The demolition of several heritage buildings in the West Don Lands is continuing today despite widespread community opposition.

Crews began tearing down the old Dominion Wheel and Foundries Company buildings located at 153-185 Eastern Ave on Monday, months after the Ford Government issued a ministerial zoning order that allowed it to sidestep the local planning process and go ahead with the development of high-rise residential towers on three provincially owned sites, including 153-185 Eastern Avenue.

City officials have pled with the province to reconsider the demolition of the Dominion Wheel and Foundries Company buildings, which are listed on Toronto’s heritage inventory.

More than 8,000 people have also signed a petition calling on the province to halt the demolition to allow for community input.

“What you see here is an act of vandalism,” Toronto Centre Coun. Kristyn Wong-Tam told CP24 on Monday night. “These are assets that belong to the people of Ontario. Doug Ford doesn’t own these buildings, they (the province) hold them in trust and this isn’t what we want them to do.”

Dozens of protesters showed up to the West Don Lands site on Monday when news that demolition had begun first began circulating.

The protesters were then back at the site early Tuesday morning.

“Right now we don’t have any information from the Ford government. They stealthily brought in demolition equipment over the weekend with no notice and no consultation with the community and there is no guarantee about what the future of the site will hold,” NDP MPP Suze Morrison told CP24 during an interview on Tuesday afternoon. “Folks are looking for clarity, accountability and transparency from the government and they are not getting that

Province defends demolition

There is currently no formal development proposal on the books for the land that the buildings stand on but the Ford government used its Ministerial Zoning Order to permit the construction of high-rise up to 43 storeys tall.

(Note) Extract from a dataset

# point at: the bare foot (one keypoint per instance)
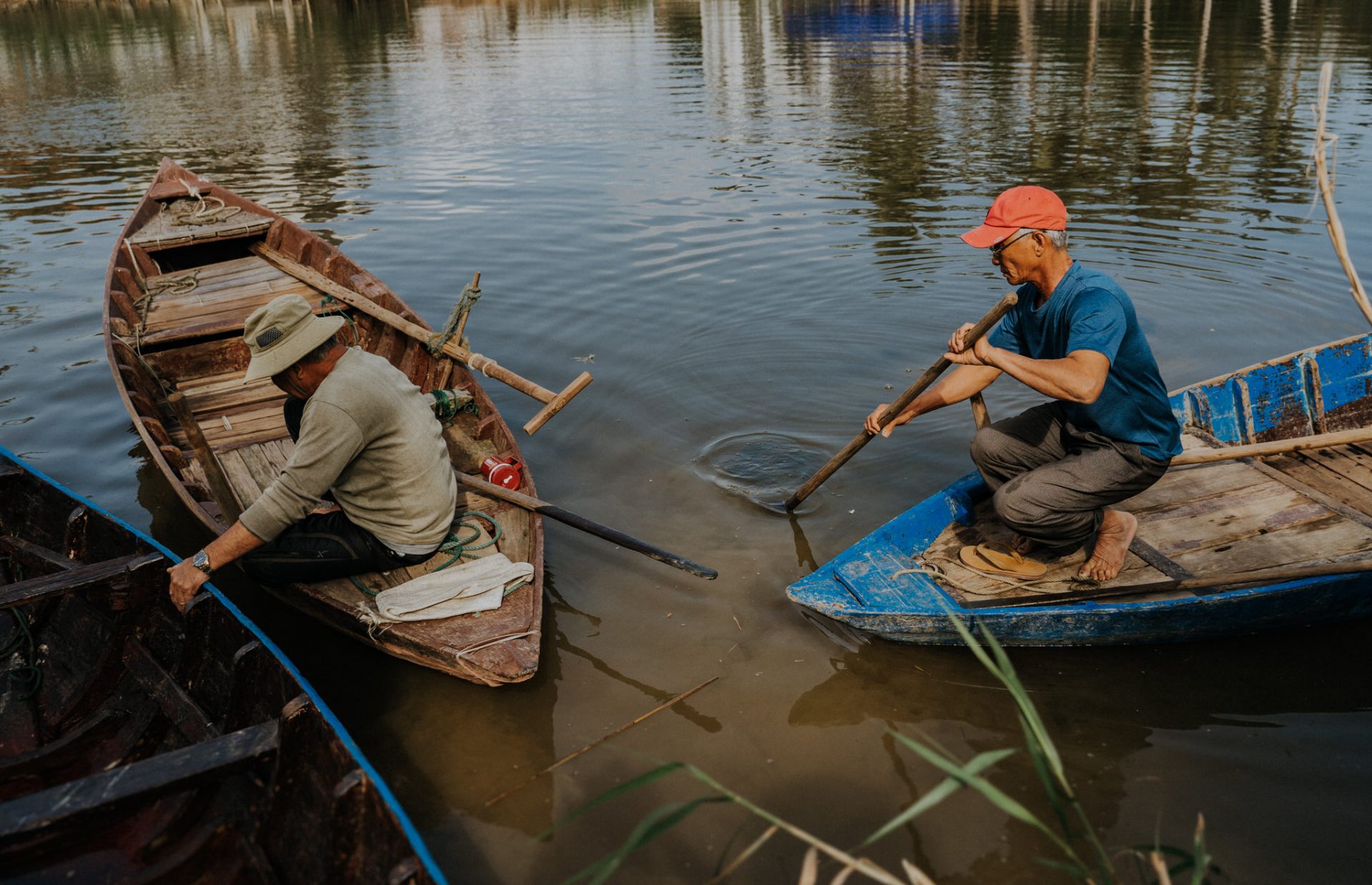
(1117, 530)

Over the weekend, the city’s chief planner Greg Lintern wrote a letter to the Ford government noting that conservation of the heritage value of the site should be “fully considered” before demolition takes place.

But in a statement provided to CP24 earlier on Tuesday a spokesperson for Minister of Municipal Affairs and Housing Steve Clark said that a heritage impact assessment was conducted on the site and that it determined that it is “not of provincial significance.”

The spokesperson said that alternatives to demolition were considered but it was ultimately determined that those would not be feasible “due in part to the contamination of the property, requiring full remediation.”

“The Foundry site has been in a state of bad repair and largely abandoned for over 40 years,” the statement reads. “The government has determined that the site would be best used to provide affordable housing and new community space.”

While the Ford government has suggested that there will be affordable housing built as part of the redevelopment of the sites, the Ministerial Zoning Order issued in October does not specifically mention mention that.

As demolition continues, the city’s planning and housing committee met today to consider a motion from Wong Tam to immediately halt all work at the site for a minimum of 30 days and provide the city with several documents to review, including the heritage impact assessment and a cultural heritage evaluation.

Wong Tam has also said that area residents will be at the site to “document & protest against this unlawful demolition” each morning at 6:30 a.m.

“The action the province is taking is more than just the potential loss of four buildings in the West Don Lands. The MZOs that were sprung on the city last year - part of more than an unprecedented three dozen MZOs that were issued by the province in 2020 - are part of a pattern. That pattern shows a disinterest by the province in engaging with local planning, local decision-makers, and critically, local residents,” the downtown councillor said in a letter to the planning and housing committee. “The MZOs are not just threatening heritage buildings, they are also threatening the provincially significant wetlands in the GTA, in many cases without any consultation with local residents and stakeholders.”

The Dominion Wheel and Foundries Company buildings were all constructed between 1917 and 1929 and were added to the city’s heritage inventory in 2004. At the time the city noted that they were “historically and architecturally significant as a good example of an industrial enclave in the area adjoining the lower Don River.”